Interpreter for a simple imperative programming language
Scanner Specification There are four types of tokens in our language, defined by the following regular expressions.
IDENIFIER = ([a-z] | [A-Z])([a-z] | [A-Z] | [0-9])*
NUMBER = [0-9]+
SYMBOL = \+ | \- | \* | / | \( | \) | := | ;
KEYWORD = if | then | else | endif | while | do
| endwhile | skip
The following rules define how separation between tokens should be handled.
• White space1 is not allowed in any token, so white space always terminates a token and separates it
from the next token. Except for indicating token boundaries, white space is ignored.
• The principle of longest substring should always apply.

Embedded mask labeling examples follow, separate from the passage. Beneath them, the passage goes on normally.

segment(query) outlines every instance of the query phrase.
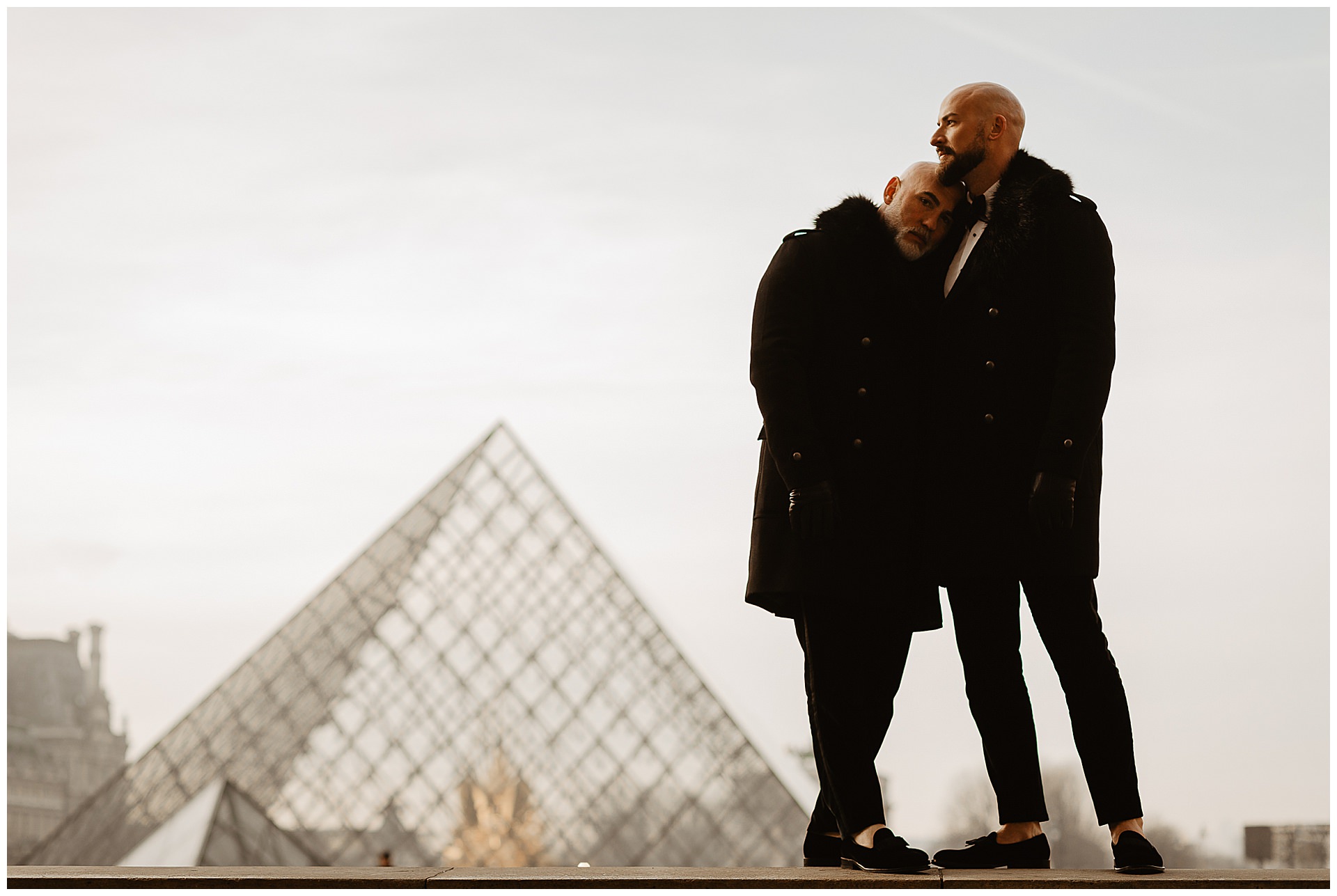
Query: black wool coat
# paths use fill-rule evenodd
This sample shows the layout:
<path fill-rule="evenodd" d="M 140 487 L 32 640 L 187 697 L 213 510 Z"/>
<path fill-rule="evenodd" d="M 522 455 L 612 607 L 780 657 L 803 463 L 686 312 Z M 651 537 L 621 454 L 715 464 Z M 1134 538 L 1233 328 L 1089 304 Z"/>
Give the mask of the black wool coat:
<path fill-rule="evenodd" d="M 939 293 L 941 296 L 941 293 Z M 1114 255 L 1096 206 L 1019 151 L 940 301 L 925 366 L 931 558 L 961 576 L 1095 576 Z M 1075 479 L 1071 531 L 1027 514 L 1038 472 Z"/>
<path fill-rule="evenodd" d="M 906 262 L 878 207 L 850 197 L 787 235 L 757 289 L 750 374 L 763 428 L 747 602 L 793 617 L 798 595 L 894 600 L 912 630 L 941 626 L 923 567 L 910 377 L 944 266 Z M 789 492 L 829 481 L 836 538 L 789 528 Z"/>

• Any character that does not fit the pattern for the token type currently being scanned immediately
terminates the current token and begins the next token. The exception is white space, in which case
the first rule applies.
Parser Specification Grammar of Limp is defined as follows:
statement ::= basestatement { ; basestatement }
basestatement ::= assignment | ifstatement | whilestatement | skip
assignmet ::= IDENTIFIER := expression
ifstatement ::= if expression then statement else statement endif
whilestatement ::= while expression do statement endwhile
expression ::= term { + term }
term ::= factor { - factor }
factor ::= piece { / piece }
piece ::= element { * element }
element ::= ( expression ) | NUMBER | IDENTIFIER
Note that statement is the starting nonterminal.